300g potatoes peeled, and cut into large chunks

250g sweet potatoes, peeled and cut into large chunks

450g skinless salmon fillets

450ml skimmed milk

25g butter, melted

2 leeks, sliced into chunks

2 cloves of garlic, crushed

1 tbsp plain flour

100g peas, defrosted if frozen

1/2 x 25g tarragon, roughly chopped

Heat oven to 180 fan. Cook potatoes and sweet potatoes in boiling salted water for about 5 – 6 minutes. Drain well and set aside until they are cool enough to handle. Put the salmon in a saucepan, bring to a simmer. Cook gently for about 4 – 5 minutes, until the fish is opaque and cooked through. Remove the fish and set aside, reserving the milk. Grate all of the potatoes into a large bowl. Pour over half of the butter, mix well, season with salt and black pepper and set aside.
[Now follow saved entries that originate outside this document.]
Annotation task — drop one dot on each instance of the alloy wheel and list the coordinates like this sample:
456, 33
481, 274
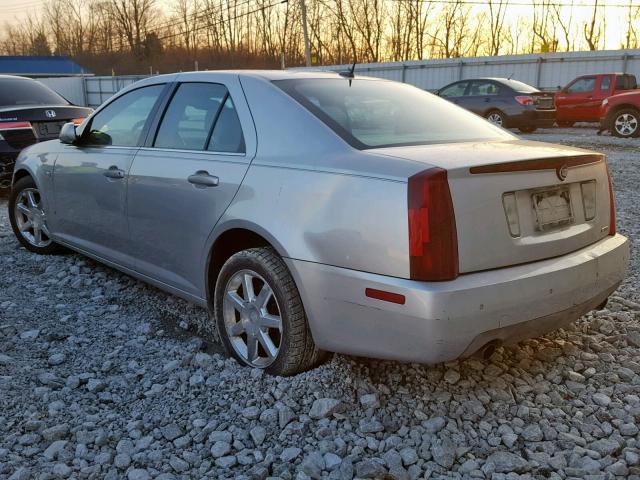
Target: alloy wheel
252, 318
31, 219
495, 118
626, 124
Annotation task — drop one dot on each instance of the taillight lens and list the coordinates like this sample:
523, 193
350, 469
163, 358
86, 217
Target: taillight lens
612, 206
524, 100
433, 241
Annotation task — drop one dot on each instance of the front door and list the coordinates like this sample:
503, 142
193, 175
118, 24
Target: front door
182, 181
90, 179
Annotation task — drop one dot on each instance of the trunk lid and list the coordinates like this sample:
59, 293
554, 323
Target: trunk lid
550, 190
544, 100
46, 122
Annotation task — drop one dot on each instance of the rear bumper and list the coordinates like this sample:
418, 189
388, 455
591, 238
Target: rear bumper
442, 321
533, 118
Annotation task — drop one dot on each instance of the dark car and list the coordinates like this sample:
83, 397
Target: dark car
30, 112
504, 102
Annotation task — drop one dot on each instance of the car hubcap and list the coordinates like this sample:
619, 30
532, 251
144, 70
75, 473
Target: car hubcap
252, 318
31, 219
495, 118
626, 124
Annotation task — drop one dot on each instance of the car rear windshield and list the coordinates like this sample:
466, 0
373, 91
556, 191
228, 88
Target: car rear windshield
376, 113
21, 92
520, 86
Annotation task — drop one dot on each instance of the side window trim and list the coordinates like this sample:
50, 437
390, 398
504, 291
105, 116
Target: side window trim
145, 129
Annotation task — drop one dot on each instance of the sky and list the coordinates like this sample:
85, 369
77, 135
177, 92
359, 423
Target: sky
13, 11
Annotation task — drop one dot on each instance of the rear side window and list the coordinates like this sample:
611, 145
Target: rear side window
455, 90
626, 82
18, 92
122, 122
482, 88
377, 113
189, 118
582, 85
201, 116
227, 134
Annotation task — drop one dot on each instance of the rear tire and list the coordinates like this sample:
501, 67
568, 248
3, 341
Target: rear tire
625, 123
497, 118
28, 218
260, 316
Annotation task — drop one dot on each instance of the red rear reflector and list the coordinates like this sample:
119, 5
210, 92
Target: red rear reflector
612, 206
433, 240
14, 125
385, 296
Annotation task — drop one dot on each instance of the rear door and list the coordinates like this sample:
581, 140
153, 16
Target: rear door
90, 179
185, 177
576, 102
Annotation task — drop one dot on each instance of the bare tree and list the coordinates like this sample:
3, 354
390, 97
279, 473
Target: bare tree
497, 12
593, 28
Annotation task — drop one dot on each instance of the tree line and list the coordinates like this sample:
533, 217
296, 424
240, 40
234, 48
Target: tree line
142, 36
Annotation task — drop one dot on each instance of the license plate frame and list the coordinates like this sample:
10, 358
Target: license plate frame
552, 208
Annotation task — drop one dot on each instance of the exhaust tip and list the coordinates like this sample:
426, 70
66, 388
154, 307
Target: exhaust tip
487, 350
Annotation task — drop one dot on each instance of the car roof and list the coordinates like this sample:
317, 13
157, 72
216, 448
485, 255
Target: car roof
264, 74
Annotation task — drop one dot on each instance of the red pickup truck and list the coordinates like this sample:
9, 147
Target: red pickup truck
580, 100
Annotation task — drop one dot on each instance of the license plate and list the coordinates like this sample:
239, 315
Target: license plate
552, 208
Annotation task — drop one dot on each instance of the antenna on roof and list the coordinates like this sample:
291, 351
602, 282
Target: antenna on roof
349, 73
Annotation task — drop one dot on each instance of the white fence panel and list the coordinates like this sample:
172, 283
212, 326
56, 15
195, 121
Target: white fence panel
99, 89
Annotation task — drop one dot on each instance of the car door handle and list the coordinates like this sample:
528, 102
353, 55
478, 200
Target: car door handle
203, 179
113, 172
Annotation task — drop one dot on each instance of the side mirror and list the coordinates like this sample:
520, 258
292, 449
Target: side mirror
68, 134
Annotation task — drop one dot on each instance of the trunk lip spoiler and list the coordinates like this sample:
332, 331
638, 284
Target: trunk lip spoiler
548, 163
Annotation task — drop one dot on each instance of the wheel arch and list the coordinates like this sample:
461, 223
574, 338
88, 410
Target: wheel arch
616, 108
229, 240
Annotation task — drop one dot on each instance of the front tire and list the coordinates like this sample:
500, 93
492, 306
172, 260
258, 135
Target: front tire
28, 218
625, 123
497, 118
260, 316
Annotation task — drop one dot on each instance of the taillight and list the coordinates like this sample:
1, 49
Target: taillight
524, 100
433, 241
612, 206
14, 125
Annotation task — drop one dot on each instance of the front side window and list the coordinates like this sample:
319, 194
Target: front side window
369, 113
455, 90
122, 122
189, 118
483, 88
583, 85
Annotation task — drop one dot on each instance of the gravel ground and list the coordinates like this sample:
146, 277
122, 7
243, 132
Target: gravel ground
102, 376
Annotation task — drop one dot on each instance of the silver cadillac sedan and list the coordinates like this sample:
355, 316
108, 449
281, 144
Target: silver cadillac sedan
316, 212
Pour the remaining butter into a clean pan, add the leeks and garlic and cook for about 3 – 4 mins until softened. Stir in the flour, then gradually whisk in the reserved milk to make a smooth sauce. Cook over a gentle heat stirring continuously until simmering. Cook for about 2 minutes, then remove from the heat and season. Stir in the peas and tarragon. Flake the salmon and gently fold into the sauce. Spoon the mixture into a deep 1.5 litre oven proof dish and top with the potato mixture. Bake for about 20 – 25 mins until golden. Serve with green vegetables.